Now imagine me, not having given any permission to publish my stories, still waiting for an official notification, discovering my story was published anyway. Also imagine that same story is under consideration elsewhere. Yeah, I’m fairly pissed off…and I have every right to be. Here I am, the little known writer, waiting for a promised email with details that never came. Naturally I requested they remove my story from their website ASAP. If they don’t, I’ll have to contact lawyers. Things will get messy. Nobody wants that. *NOTE* The publisher thankfully removed my story after an hour. *NOTE*
Just because I submit something to a prospective publisher doesn’t give them any right to the work. What about all the stories they rejected? Can they use those however they want too? No, they can’t. Not without permission.
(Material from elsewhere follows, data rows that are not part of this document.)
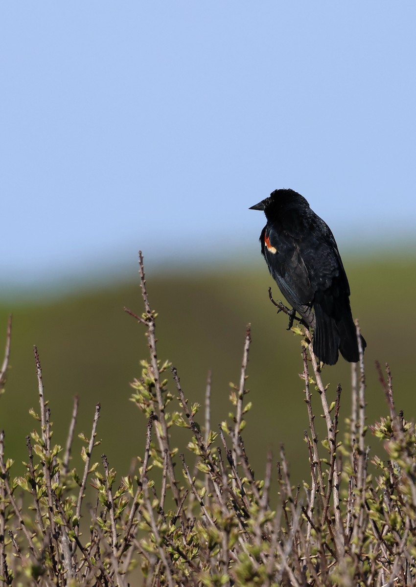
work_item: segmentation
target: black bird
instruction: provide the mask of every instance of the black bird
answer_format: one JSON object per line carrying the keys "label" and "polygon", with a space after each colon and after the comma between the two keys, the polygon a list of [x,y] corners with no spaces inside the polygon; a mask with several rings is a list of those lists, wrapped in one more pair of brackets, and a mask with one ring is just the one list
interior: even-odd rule
{"label": "black bird", "polygon": [[[250,210],[264,211],[261,253],[284,297],[314,329],[315,355],[335,365],[339,349],[345,359],[356,363],[350,286],[329,227],[293,190],[276,190]],[[367,346],[362,336],[361,343],[363,349]]]}

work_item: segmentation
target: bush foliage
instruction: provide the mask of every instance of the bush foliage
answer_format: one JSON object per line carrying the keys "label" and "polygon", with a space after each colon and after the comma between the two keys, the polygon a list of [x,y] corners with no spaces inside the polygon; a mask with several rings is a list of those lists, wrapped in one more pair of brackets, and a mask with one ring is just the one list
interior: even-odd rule
{"label": "bush foliage", "polygon": [[[388,367],[385,378],[378,367],[388,413],[370,427],[384,442],[387,458],[383,459],[370,456],[365,443],[362,352],[353,370],[352,411],[341,439],[341,388],[330,404],[309,333],[294,328],[303,357],[301,377],[309,420],[305,458],[310,475],[303,487],[293,487],[282,447],[277,466],[269,455],[264,478],[256,478],[243,440],[250,433],[243,432],[251,407],[246,398],[249,327],[240,380],[231,388],[232,411],[213,429],[209,380],[202,410],[186,397],[175,367],[158,357],[156,314],[149,303],[141,254],[140,274],[145,311],[126,311],[144,327],[150,350],[131,384],[131,399],[143,413],[143,424],[147,421],[135,474],[116,483],[106,456],[98,458],[99,404],[89,437],[79,435],[83,468],[71,468],[78,399],[66,446],[53,444],[35,349],[39,409],[31,410],[37,424],[26,437],[23,477],[13,476],[4,434],[0,436],[1,587],[124,587],[130,581],[149,587],[414,584],[415,430],[396,413]],[[2,391],[10,339],[9,325],[0,373]],[[322,442],[315,429],[313,391],[326,424]],[[176,426],[189,431],[186,454],[172,446]],[[370,461],[375,475],[368,471]],[[270,488],[273,476],[277,494]],[[92,505],[85,502],[88,484],[93,491]]]}

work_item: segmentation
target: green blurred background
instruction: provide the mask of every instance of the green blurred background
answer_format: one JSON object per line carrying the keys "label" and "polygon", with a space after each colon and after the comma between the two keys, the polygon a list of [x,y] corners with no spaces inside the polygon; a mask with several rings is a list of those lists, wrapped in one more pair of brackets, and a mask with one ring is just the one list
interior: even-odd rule
{"label": "green blurred background", "polygon": [[[358,260],[344,255],[352,291],[354,317],[360,321],[368,347],[365,359],[368,423],[387,413],[383,389],[375,369],[376,360],[388,362],[393,374],[397,407],[412,419],[416,398],[411,374],[414,329],[416,323],[416,255],[397,251]],[[237,383],[246,325],[251,324],[252,344],[248,369],[247,400],[253,403],[247,414],[244,438],[249,457],[258,477],[263,475],[266,455],[271,449],[277,460],[281,443],[290,463],[292,480],[307,474],[303,430],[307,427],[302,380],[300,339],[286,330],[287,318],[276,315],[269,300],[277,286],[259,258],[253,266],[212,267],[198,271],[188,267],[172,271],[146,266],[150,303],[157,319],[159,357],[169,359],[178,370],[186,396],[203,402],[207,375],[212,372],[212,426],[227,417],[230,409],[229,382]],[[5,453],[22,472],[26,458],[25,436],[35,423],[28,413],[38,410],[37,382],[33,346],[38,347],[45,394],[54,424],[53,440],[64,444],[73,399],[79,397],[77,432],[89,436],[94,406],[101,403],[98,438],[102,453],[120,475],[126,474],[132,460],[142,454],[146,421],[129,401],[129,382],[139,376],[139,361],[147,357],[145,329],[125,313],[123,306],[143,310],[138,274],[129,281],[86,285],[71,295],[51,292],[43,300],[16,295],[1,303],[2,340],[5,340],[7,316],[13,314],[10,368],[6,392],[0,397],[1,426],[6,433]],[[327,367],[325,383],[329,396],[336,385],[343,387],[341,420],[350,406],[350,365],[340,359]],[[170,376],[170,375],[169,375]],[[170,389],[175,394],[173,381]],[[313,397],[317,421],[319,397]],[[175,406],[175,408],[176,406]],[[199,414],[203,423],[203,410]],[[320,437],[324,437],[320,428]],[[176,433],[182,448],[188,431]],[[378,441],[368,435],[367,441]],[[80,441],[76,439],[75,453]],[[75,463],[79,463],[77,457]]]}

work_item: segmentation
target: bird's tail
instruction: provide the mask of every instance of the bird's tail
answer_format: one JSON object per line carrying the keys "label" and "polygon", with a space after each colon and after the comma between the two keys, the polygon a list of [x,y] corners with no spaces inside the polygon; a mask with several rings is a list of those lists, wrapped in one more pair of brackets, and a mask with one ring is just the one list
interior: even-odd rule
{"label": "bird's tail", "polygon": [[334,365],[338,360],[340,335],[334,319],[325,311],[320,303],[314,306],[315,329],[313,333],[313,352],[320,361]]}
{"label": "bird's tail", "polygon": [[[326,308],[324,303],[316,303],[314,309],[313,350],[320,360],[326,365],[335,365],[339,349],[345,360],[357,363],[360,357],[357,332],[348,302],[336,317],[331,315],[328,311],[331,309]],[[363,336],[361,344],[365,349],[367,343]]]}

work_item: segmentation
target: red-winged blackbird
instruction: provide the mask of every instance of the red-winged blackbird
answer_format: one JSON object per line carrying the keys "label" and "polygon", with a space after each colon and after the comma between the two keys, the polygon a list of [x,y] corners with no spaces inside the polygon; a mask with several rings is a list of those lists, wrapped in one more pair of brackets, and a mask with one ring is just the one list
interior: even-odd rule
{"label": "red-winged blackbird", "polygon": [[[339,349],[344,359],[356,363],[350,286],[329,227],[293,190],[276,190],[250,210],[264,211],[261,253],[284,297],[306,325],[313,328],[316,356],[335,365]],[[363,337],[361,343],[363,349],[367,346]]]}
What disappoints me further was their response (I’m paraphrasing here) which suggests they have a small staff and in order to expedite things without further delay began posting the stories. They also wished I would have declined sooner because I knew their plans for the blog tour all along. However, they do recognize their fault. We won’t even mention the fact that nobody ever contacted me about their plans for the blog tour in the first place. It just sort of happened out of the blue one day. Highly unprofessional. Next time around I won’t wait for the publisher to be professional enough to send promised, and vital, notification before declining. Lesson learned.
The moral of the story is be careful who you submit to. Always pay attention to emails, contracts, or any other correspondence from a prospective publisher. Unless you specifically agree to let someone use your work, they can’t. Intentional or not, doesn’t matter. If you find something of yours has been used without your permission, politely ask them to take it down…immediately. If they still don’t, call your lawyer. Perhaps they’ll reconsider after threat of legal action.
It doesn’t matter if you’re unpublished, previously published, or somewhere in between. Every writer has rights. Don’t let yours be taken from you.